Именно поэтому все свое царствование Цэван-Рабдан усиленно внедряет то, что сейчас именуют «новыми технологиями». Кочевники традиционно зависят от оседлых жителей в вопросе продовольствия, и Цэван-Рабдан буквально силой насаждает среди подданных земледелие. Да, у Джунгарии имелись земледельческие области — захваченный еще в самом начале джунгарской истории Восточный Туркестан или Малая Бухара. Ойратский хан не довольствуется этой житницей, понимая, что концентрировать производство хлеба в одном месте в условиях непрекращающейся войны слишком опасно. И вот уже уйгуров переселяют в исконно джунгарские земли, требуя обучать природных кочевников земледелию. После посольства Унковского в русской Коллегии иностранных дел была составлена аналитическая справка о состоянии дел в кочевой империи. Там, в частности, писалось:

«Перед тем временем, как Унковский был, лет за 30, хлеба мало имели, понеже пахать не умели. Ныне пашни у них от часу умножаются, и не только подданные бухарцы сеют, но и калмыки многие за пашню приемлются, ибо о том от контанши приказ есть. Хлеб у них родится: зело изрядная пшеница, просо, ячмень, пшено сорочинское.[72] Земля у них много соли имеет и овощи изрядные родит… в недавних летах начали у него, контайши, оружие делать, а железа у них, сказывают, что довольно находится, из которого панцыри и куяки[73] делают, а завели отчасти кожи делать и сукна, и бумагу писчую у них ныне делают[74]».

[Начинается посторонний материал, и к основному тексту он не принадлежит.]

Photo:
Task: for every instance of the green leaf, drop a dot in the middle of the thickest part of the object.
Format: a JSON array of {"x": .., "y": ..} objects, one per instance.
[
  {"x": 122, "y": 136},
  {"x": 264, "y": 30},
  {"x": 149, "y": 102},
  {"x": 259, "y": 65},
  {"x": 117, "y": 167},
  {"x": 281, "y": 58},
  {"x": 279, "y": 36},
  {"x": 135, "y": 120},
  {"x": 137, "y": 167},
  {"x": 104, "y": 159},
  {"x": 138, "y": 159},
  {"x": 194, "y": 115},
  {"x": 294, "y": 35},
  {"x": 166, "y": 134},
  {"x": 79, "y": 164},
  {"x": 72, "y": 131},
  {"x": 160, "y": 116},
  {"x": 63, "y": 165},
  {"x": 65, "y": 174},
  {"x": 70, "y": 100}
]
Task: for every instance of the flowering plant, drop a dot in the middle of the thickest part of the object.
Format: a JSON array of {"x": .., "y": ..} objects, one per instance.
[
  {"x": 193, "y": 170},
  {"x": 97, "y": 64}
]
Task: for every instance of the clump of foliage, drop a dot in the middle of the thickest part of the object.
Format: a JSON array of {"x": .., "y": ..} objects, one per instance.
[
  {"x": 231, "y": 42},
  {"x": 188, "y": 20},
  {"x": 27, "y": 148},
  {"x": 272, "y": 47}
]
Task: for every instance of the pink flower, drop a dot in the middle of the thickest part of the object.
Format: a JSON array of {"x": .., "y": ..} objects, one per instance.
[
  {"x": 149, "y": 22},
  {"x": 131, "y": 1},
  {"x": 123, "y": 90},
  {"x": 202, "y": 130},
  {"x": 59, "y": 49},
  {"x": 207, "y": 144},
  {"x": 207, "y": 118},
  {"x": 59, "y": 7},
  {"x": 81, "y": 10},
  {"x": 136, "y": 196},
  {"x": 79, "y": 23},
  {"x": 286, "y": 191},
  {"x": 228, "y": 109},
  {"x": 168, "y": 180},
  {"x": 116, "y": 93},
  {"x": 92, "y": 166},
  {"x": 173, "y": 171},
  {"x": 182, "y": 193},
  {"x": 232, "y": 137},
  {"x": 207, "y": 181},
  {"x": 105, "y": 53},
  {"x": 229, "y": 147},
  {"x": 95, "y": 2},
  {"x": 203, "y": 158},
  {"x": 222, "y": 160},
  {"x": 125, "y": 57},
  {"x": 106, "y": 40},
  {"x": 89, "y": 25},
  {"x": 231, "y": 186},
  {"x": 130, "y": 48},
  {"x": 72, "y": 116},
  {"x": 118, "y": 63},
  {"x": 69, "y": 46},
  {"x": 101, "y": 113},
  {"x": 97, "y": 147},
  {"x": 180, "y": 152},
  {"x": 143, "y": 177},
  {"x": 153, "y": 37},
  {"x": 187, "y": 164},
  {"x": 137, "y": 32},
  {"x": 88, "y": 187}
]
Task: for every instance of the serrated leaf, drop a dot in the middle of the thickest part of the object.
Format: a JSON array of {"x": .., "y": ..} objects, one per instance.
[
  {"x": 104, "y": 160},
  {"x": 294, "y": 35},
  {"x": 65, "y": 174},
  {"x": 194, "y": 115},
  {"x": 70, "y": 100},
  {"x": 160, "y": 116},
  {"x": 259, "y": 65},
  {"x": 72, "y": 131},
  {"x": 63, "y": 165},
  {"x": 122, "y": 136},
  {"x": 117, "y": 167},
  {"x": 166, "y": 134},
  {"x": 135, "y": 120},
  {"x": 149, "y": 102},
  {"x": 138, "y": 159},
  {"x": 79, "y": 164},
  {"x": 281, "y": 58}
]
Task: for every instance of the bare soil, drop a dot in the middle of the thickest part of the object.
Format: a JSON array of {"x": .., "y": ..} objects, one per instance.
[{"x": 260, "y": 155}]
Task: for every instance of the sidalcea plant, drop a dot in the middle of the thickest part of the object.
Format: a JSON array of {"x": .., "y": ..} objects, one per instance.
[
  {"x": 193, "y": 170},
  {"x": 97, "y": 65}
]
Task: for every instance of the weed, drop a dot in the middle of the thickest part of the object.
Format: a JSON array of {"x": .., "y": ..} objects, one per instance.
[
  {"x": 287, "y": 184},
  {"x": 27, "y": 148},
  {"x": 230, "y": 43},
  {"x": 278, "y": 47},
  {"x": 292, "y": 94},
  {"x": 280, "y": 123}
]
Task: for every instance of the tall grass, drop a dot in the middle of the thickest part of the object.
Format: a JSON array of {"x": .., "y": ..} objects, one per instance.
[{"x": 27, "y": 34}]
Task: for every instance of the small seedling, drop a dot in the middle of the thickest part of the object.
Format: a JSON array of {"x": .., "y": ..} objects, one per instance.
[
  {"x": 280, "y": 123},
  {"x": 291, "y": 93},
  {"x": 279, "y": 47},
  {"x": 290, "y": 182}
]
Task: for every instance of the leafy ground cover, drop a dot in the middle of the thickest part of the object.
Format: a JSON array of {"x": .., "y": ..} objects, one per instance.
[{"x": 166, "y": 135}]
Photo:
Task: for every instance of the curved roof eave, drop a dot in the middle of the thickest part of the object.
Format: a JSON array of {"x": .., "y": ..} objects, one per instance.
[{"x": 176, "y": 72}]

Кто делал ойратам сукна и писчую бумагу, вы уже в курсе, но основная забота джунгарского хана в развитии собственного производства, была, естественно, иной. Если твоя страна представляет собой, по сути, военный лагерь, если она ведет непрерывную войну, то основная твоя забота, естественно, не о бумажной промышленности. Если вы несколько десятилетий живете под лозунгом «Все для фронта, все для победы», если в ханстве «по вся лета сбирают со всех улусов в Ургу к контайше по 300 и больше баб и чрез целое лето за свой кошт шьют к латам куяки и платье, которое посылают в войско», главное, что тебе нужно — это современное оружие.